Angelo of Foligno (1226 - 27 August 1312) - born Angelo Conti - was an Italian Catholic priest and a professed friar of the Order of Saint Augustine. Conti was part of the order of John the Good though became a mainstream Augustinian in 1256 after the Grand Union of the order. He was a close friend of both Saint Nicholas of Tolentino and Blessed Ugolino da Gualdo Cattaneo.

The beatification was confirmed on 11 March 1891 under Pope Leo XIII by a decree of 'confirmatio cultus', i.e. an act of confirmation of a longstanding veneration by the faithful.

==Life==
Angelo Conti was born in Folignoin Umbria in 1226 to a noble family.

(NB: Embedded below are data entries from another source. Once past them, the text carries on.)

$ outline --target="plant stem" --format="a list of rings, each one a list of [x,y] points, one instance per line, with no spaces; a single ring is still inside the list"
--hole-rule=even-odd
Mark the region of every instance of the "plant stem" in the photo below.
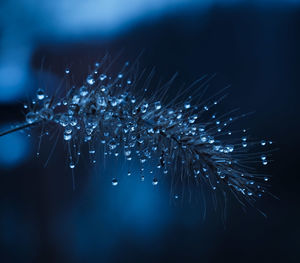
[[[4,131],[4,132],[0,132],[0,137],[2,137],[2,136],[4,136],[4,135],[7,135],[7,134],[10,134],[10,133],[13,133],[13,132],[16,132],[16,131],[20,131],[20,130],[26,129],[26,128],[28,128],[28,127],[37,125],[37,124],[39,124],[39,123],[40,123],[40,121],[33,122],[33,123],[24,123],[24,124],[21,124],[20,126],[17,126],[17,127],[15,127],[15,128],[12,128],[12,129],[10,129],[10,130]]]

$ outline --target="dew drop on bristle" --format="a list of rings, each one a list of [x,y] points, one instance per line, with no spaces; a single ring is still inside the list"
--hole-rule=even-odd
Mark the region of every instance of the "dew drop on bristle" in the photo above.
[[[95,80],[94,80],[94,78],[93,78],[92,75],[88,75],[88,76],[87,76],[86,82],[87,82],[89,85],[94,85],[94,84],[95,84]]]
[[[34,123],[37,120],[37,115],[34,112],[28,112],[26,114],[26,122],[28,124]]]
[[[88,87],[82,86],[82,87],[80,88],[80,96],[85,97],[85,96],[87,96],[88,94],[89,94]]]
[[[116,179],[116,178],[114,178],[114,179],[112,179],[112,181],[111,181],[111,184],[113,185],[113,186],[117,186],[118,185],[118,180]]]
[[[155,102],[154,106],[155,106],[156,110],[160,110],[161,109],[161,103],[160,103],[160,101]]]
[[[50,121],[53,119],[53,115],[54,115],[53,110],[48,109],[48,108],[44,108],[39,112],[39,116],[43,120]]]
[[[70,141],[72,139],[72,132],[70,130],[65,130],[64,132],[64,140]]]
[[[99,79],[101,81],[105,80],[106,78],[107,78],[107,76],[105,74],[101,74],[100,77],[99,77]]]
[[[70,122],[69,117],[66,114],[62,114],[59,119],[59,124],[63,127],[66,127]]]
[[[157,180],[156,178],[153,178],[152,184],[153,184],[153,185],[158,185],[158,180]]]
[[[45,98],[45,92],[43,89],[38,89],[36,92],[36,97],[38,100],[43,100]]]
[[[184,104],[184,108],[185,108],[185,109],[191,108],[191,104],[190,104],[189,102],[186,102],[186,103]]]
[[[261,159],[264,161],[264,160],[267,159],[267,157],[266,157],[265,155],[262,155],[262,156],[261,156]]]

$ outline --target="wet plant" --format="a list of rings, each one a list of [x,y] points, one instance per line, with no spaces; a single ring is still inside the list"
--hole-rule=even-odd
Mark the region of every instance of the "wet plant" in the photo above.
[[[126,62],[113,75],[108,57],[94,64],[81,85],[71,84],[52,95],[38,89],[24,105],[25,122],[0,136],[38,126],[42,137],[47,127],[56,127],[62,134],[56,143],[67,144],[72,171],[86,144],[92,163],[101,149],[102,158],[138,160],[140,180],[151,176],[154,187],[160,178],[170,178],[174,199],[189,196],[185,189],[191,186],[201,192],[206,188],[214,203],[216,193],[223,203],[232,193],[243,205],[253,205],[268,193],[269,176],[258,173],[252,164],[268,164],[266,147],[272,141],[253,141],[245,129],[232,130],[233,123],[247,114],[216,113],[227,94],[225,88],[205,98],[213,76],[203,76],[170,96],[177,74],[155,84],[154,71],[140,71],[135,61]],[[67,68],[65,74],[72,72]],[[258,147],[263,149],[257,151]],[[112,185],[118,185],[118,178],[112,178]]]

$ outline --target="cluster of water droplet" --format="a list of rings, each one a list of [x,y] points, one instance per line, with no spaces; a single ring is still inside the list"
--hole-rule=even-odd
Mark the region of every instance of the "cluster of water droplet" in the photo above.
[[[238,118],[218,117],[214,113],[203,121],[202,116],[210,114],[218,100],[193,106],[192,97],[188,97],[181,104],[164,106],[164,97],[160,97],[164,91],[148,97],[136,95],[139,87],[128,62],[116,77],[108,75],[101,66],[96,63],[85,82],[72,86],[63,98],[49,97],[39,89],[31,105],[25,106],[29,110],[28,124],[51,122],[61,126],[63,139],[72,146],[71,169],[78,163],[82,143],[89,144],[91,156],[101,144],[104,156],[139,160],[141,181],[145,178],[145,164],[149,163],[154,168],[149,171],[154,186],[158,185],[156,175],[161,170],[159,174],[171,174],[174,182],[205,182],[213,191],[218,186],[229,186],[248,198],[265,192],[268,177],[247,172],[245,164],[256,158],[266,165],[267,154],[248,155],[247,149],[254,143],[248,142],[246,130],[241,131],[239,141],[225,138],[232,137],[230,126]],[[71,74],[70,69],[65,73]],[[265,147],[272,142],[260,144]],[[118,185],[117,178],[112,185]]]
[[[38,89],[36,98],[32,100],[31,105],[25,104],[24,108],[29,109],[29,112],[26,114],[26,122],[28,124],[34,124],[42,120],[51,121],[54,116],[51,99],[49,99],[43,89]]]

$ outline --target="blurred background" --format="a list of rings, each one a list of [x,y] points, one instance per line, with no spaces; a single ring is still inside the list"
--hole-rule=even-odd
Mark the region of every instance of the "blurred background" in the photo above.
[[[217,73],[225,112],[256,111],[240,123],[279,148],[266,172],[280,200],[257,204],[267,218],[233,201],[225,225],[211,208],[203,221],[201,205],[170,204],[168,182],[113,161],[82,162],[73,192],[63,144],[44,168],[53,142],[37,158],[38,132],[18,132],[0,138],[1,262],[299,262],[299,46],[299,0],[2,0],[1,129],[65,68],[80,81],[106,52],[123,63],[144,50],[162,79]]]

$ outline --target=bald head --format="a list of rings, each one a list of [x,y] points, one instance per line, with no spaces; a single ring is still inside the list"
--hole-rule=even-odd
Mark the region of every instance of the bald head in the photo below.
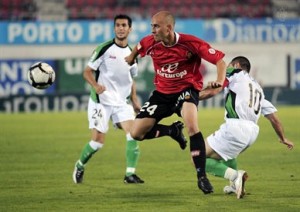
[[[165,24],[170,24],[173,27],[175,25],[175,18],[169,11],[160,11],[153,15],[153,18],[163,21]]]
[[[151,28],[155,41],[173,45],[176,42],[174,27],[175,19],[169,11],[160,11],[152,17]]]

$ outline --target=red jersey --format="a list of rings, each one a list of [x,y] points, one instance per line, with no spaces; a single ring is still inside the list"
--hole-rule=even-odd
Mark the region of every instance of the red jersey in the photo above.
[[[152,57],[157,91],[172,94],[188,87],[200,91],[203,86],[201,59],[216,64],[224,57],[224,53],[193,35],[175,35],[176,43],[173,46],[165,46],[162,42],[156,42],[153,35],[148,35],[139,42],[138,53],[141,57]]]

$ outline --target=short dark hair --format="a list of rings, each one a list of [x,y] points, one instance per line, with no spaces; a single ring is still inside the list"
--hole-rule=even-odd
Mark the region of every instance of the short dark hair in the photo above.
[[[251,69],[250,61],[248,60],[248,58],[246,58],[244,56],[237,56],[237,57],[233,58],[230,63],[233,66],[236,63],[239,63],[243,70],[247,71],[248,73],[250,72],[250,69]]]
[[[114,25],[116,24],[117,19],[127,19],[129,27],[131,27],[132,25],[132,19],[128,15],[124,15],[124,14],[116,15],[114,18]]]

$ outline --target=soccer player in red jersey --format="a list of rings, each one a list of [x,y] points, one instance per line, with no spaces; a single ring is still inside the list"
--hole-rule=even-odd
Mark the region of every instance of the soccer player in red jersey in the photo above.
[[[168,135],[184,149],[186,140],[181,132],[181,122],[171,126],[158,124],[161,119],[177,113],[183,118],[189,135],[198,187],[208,194],[213,192],[213,187],[206,177],[205,143],[197,120],[199,91],[203,86],[199,69],[201,59],[216,65],[217,79],[210,86],[221,87],[226,73],[224,53],[193,35],[175,32],[174,27],[175,19],[170,12],[156,13],[151,21],[152,35],[142,38],[125,58],[128,64],[133,64],[138,55],[149,55],[155,69],[156,89],[136,116],[130,134],[136,140]]]

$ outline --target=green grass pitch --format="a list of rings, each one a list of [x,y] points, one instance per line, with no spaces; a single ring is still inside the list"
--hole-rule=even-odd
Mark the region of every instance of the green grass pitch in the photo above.
[[[215,192],[204,195],[188,148],[168,137],[140,143],[137,174],[145,184],[124,184],[125,137],[112,127],[76,185],[73,166],[90,139],[85,112],[1,114],[0,211],[300,211],[300,107],[278,109],[295,148],[280,144],[262,117],[256,143],[238,158],[249,174],[241,200],[223,194],[227,181],[214,176]],[[222,122],[223,109],[199,110],[204,136]]]

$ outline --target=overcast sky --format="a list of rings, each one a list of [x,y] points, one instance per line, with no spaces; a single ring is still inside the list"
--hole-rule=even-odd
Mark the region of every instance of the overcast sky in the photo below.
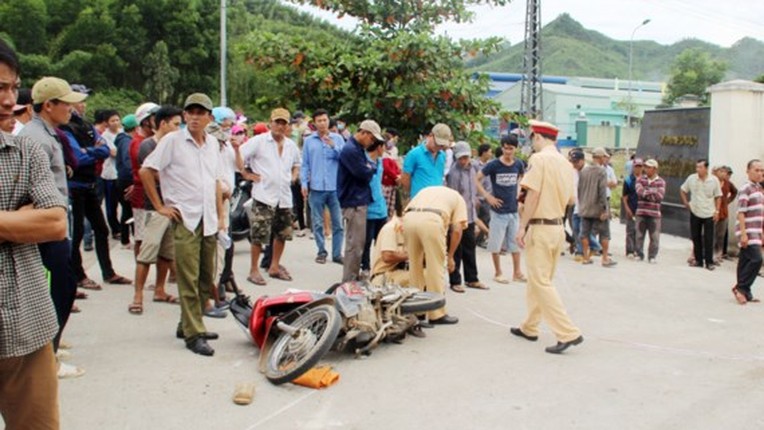
[[[476,7],[471,24],[448,23],[438,32],[455,39],[499,36],[518,43],[523,40],[525,3]],[[541,5],[543,24],[567,12],[584,27],[618,40],[629,40],[634,28],[649,18],[635,40],[671,44],[697,38],[725,47],[745,36],[764,41],[764,0],[542,0]],[[301,9],[343,28],[354,27],[348,17],[339,20],[315,8]]]

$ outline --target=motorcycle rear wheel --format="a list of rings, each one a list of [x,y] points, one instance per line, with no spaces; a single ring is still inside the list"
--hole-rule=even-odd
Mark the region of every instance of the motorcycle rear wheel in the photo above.
[[[337,339],[341,318],[334,306],[319,305],[290,326],[297,333],[281,332],[266,360],[265,377],[275,385],[294,380],[318,363]]]
[[[411,297],[401,303],[401,313],[403,315],[419,314],[440,309],[445,305],[446,298],[442,294],[420,291],[414,293]]]

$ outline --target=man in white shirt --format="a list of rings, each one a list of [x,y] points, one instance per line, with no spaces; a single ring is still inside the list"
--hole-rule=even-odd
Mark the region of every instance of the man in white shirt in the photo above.
[[[273,256],[268,268],[268,276],[282,281],[291,281],[287,269],[279,265],[287,240],[292,240],[292,182],[300,174],[300,151],[297,144],[287,137],[287,127],[291,119],[289,111],[283,108],[271,112],[271,130],[255,136],[236,152],[239,171],[248,168],[252,173],[245,178],[254,182],[252,186],[252,240],[251,265],[247,280],[255,285],[265,285],[260,274],[258,261],[263,244],[273,233]]]
[[[696,267],[714,270],[714,223],[719,219],[722,188],[719,179],[708,174],[708,160],[695,163],[695,173],[679,188],[684,207],[690,211],[690,235]],[[689,201],[688,201],[689,195]]]
[[[225,173],[220,145],[204,131],[212,120],[212,100],[205,94],[191,94],[183,110],[186,128],[162,138],[143,162],[140,176],[157,213],[173,221],[181,308],[176,335],[185,338],[186,348],[194,353],[211,356],[215,350],[207,340],[218,335],[207,332],[202,312],[214,282],[215,236],[223,229],[221,182]],[[154,177],[157,172],[161,199]]]

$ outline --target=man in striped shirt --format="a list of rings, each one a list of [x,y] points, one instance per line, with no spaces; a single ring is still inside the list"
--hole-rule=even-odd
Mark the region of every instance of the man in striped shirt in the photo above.
[[[637,245],[639,260],[645,259],[645,233],[650,233],[647,261],[655,263],[661,238],[661,202],[666,195],[666,182],[658,176],[658,162],[645,162],[645,175],[637,179]]]
[[[737,262],[737,284],[732,294],[741,305],[758,302],[751,295],[751,285],[761,268],[761,241],[764,228],[764,194],[760,182],[764,179],[761,161],[748,162],[748,182],[738,193],[737,225],[735,235],[740,245]]]

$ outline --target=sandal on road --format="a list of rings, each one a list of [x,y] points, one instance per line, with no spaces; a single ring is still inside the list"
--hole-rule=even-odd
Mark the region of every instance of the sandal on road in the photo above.
[[[143,303],[130,303],[127,311],[132,315],[143,315]]]
[[[490,290],[484,283],[482,282],[467,282],[468,288],[474,288],[476,290]]]
[[[498,282],[499,284],[509,284],[509,279],[505,278],[502,275],[494,276],[493,282]]]
[[[515,275],[512,277],[512,280],[515,282],[528,282],[528,278],[525,277],[522,273],[519,275]]]
[[[105,279],[107,284],[112,285],[131,285],[133,281],[125,278],[124,276],[114,275],[109,279]]]
[[[732,294],[735,296],[735,300],[737,300],[739,305],[748,303],[748,298],[745,296],[745,294],[743,294],[742,291],[738,290],[737,287],[732,289]]]
[[[291,281],[292,277],[289,275],[289,272],[286,271],[286,269],[282,269],[279,267],[279,271],[276,273],[268,273],[268,276],[270,276],[273,279],[279,279],[282,281]]]
[[[102,286],[100,286],[96,281],[90,278],[85,278],[81,280],[80,282],[77,282],[77,288],[84,288],[86,290],[94,290],[94,291],[103,290]]]
[[[180,300],[178,300],[178,298],[173,296],[172,294],[165,294],[164,296],[154,296],[153,301],[157,303],[171,303],[171,304],[180,303]]]
[[[249,275],[247,276],[247,281],[255,284],[255,285],[268,285],[267,282],[265,282],[265,279],[263,279],[263,275],[257,274],[257,275]]]
[[[467,290],[465,290],[464,287],[462,287],[459,284],[451,284],[451,291],[453,291],[455,293],[464,293]]]

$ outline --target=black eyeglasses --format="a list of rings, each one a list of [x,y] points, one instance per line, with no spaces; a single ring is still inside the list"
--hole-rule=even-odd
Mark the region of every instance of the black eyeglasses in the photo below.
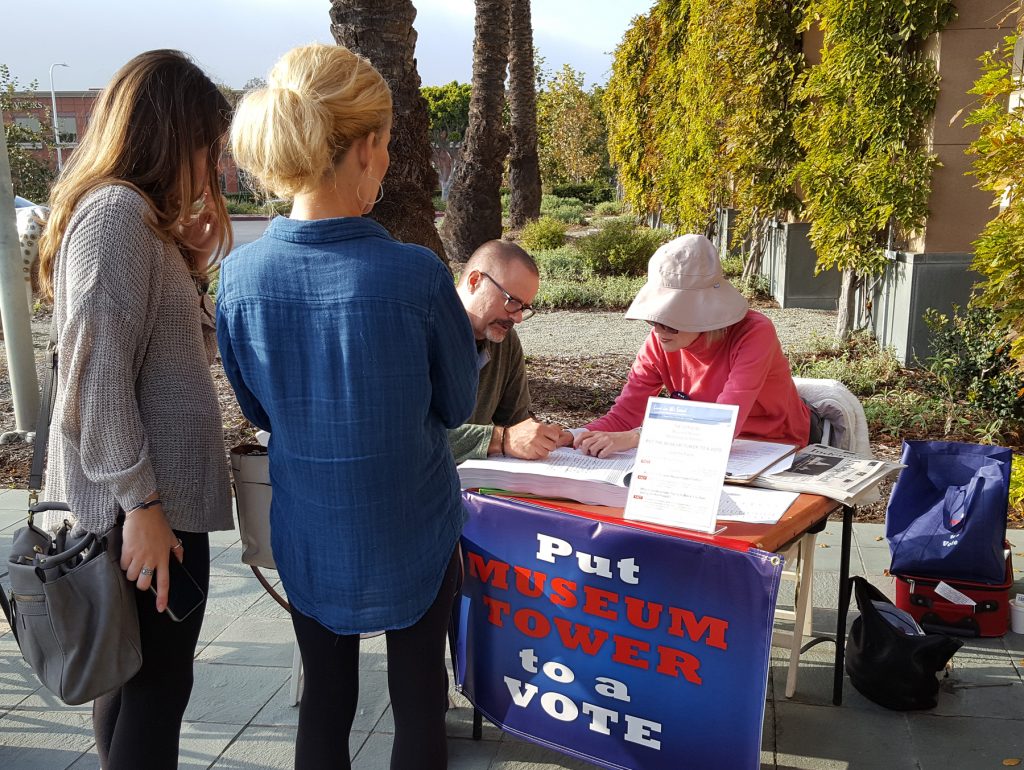
[[[523,320],[524,321],[527,318],[533,318],[534,314],[537,312],[536,310],[534,310],[533,306],[527,305],[521,299],[516,299],[515,297],[513,297],[511,294],[509,294],[507,291],[505,291],[504,288],[502,288],[502,285],[500,283],[495,281],[493,278],[491,278],[491,276],[487,275],[487,273],[485,273],[484,271],[481,270],[480,271],[480,275],[482,275],[488,281],[490,281],[495,286],[497,286],[498,287],[498,291],[500,291],[502,294],[505,295],[505,312],[506,313],[520,313],[521,312],[523,314]]]
[[[673,329],[671,326],[665,326],[665,324],[658,323],[657,321],[648,321],[648,326],[653,326],[655,329],[664,329],[669,334],[679,334],[678,329]]]

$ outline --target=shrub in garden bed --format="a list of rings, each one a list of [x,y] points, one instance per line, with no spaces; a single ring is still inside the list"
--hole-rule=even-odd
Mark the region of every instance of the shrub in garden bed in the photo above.
[[[930,309],[928,370],[941,395],[975,404],[1004,420],[1024,420],[1024,377],[1010,358],[1006,334],[987,308],[953,308],[946,316]]]
[[[619,201],[602,201],[594,206],[594,213],[599,217],[616,217],[622,213],[622,204]]]
[[[624,275],[593,277],[585,281],[544,279],[533,304],[546,310],[624,310],[645,280],[646,277]]]
[[[669,239],[666,230],[651,230],[631,217],[608,220],[593,235],[576,242],[590,269],[597,275],[642,276],[651,254]]]
[[[579,198],[591,206],[610,201],[614,195],[611,185],[603,182],[555,185],[551,192],[559,198]]]
[[[566,225],[553,217],[541,217],[523,226],[519,241],[523,248],[530,251],[537,249],[557,249],[565,243]]]
[[[572,246],[536,249],[532,254],[540,268],[540,276],[545,281],[552,278],[585,281],[593,276],[593,272],[579,251]]]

He became a professed member of the Order of Saint Augustine in 1246 and was ordained to the priesthood not long after this. Conti participated in the Grand Union for the Augustinians in 1256 and became a mainstream friar since he was part of the branch of John the Good. Along with others, he founded a total of three Augustinian friaries. Conti was also a close friend of both Saint Nicholas of Tolentino and Blessed Ugolino da Gualdo Cattaneo. With the latter he founded a friary. Conti lived in Foligno from 1248 to 1258 then from 1275 until 1293 was part of the Montefalco branch, which he established. He relocated to a friary in Gubbio from 1293 to 1297 before going back to Foligno, where he spent the remainder of his life, except for a brief period spent in Bevagna in 1306.

Conti died on 27 August 1312 in Foligno and his remains were enshrined in the church of Saint Augustine in that same town.

==Beatification==
He was declared a blessed as the result of a decision of Pope Leo XIII on 11 March 1891 to issue a decree od 'confirmatio cultus', recognizing that there had been a longstanding local 'cult' by the faithful.

As regulated by liturgical law for a 'Blessed', there is no universal feast for Blessed Angelo da Foligno, though his Order celebrates it each 6 September.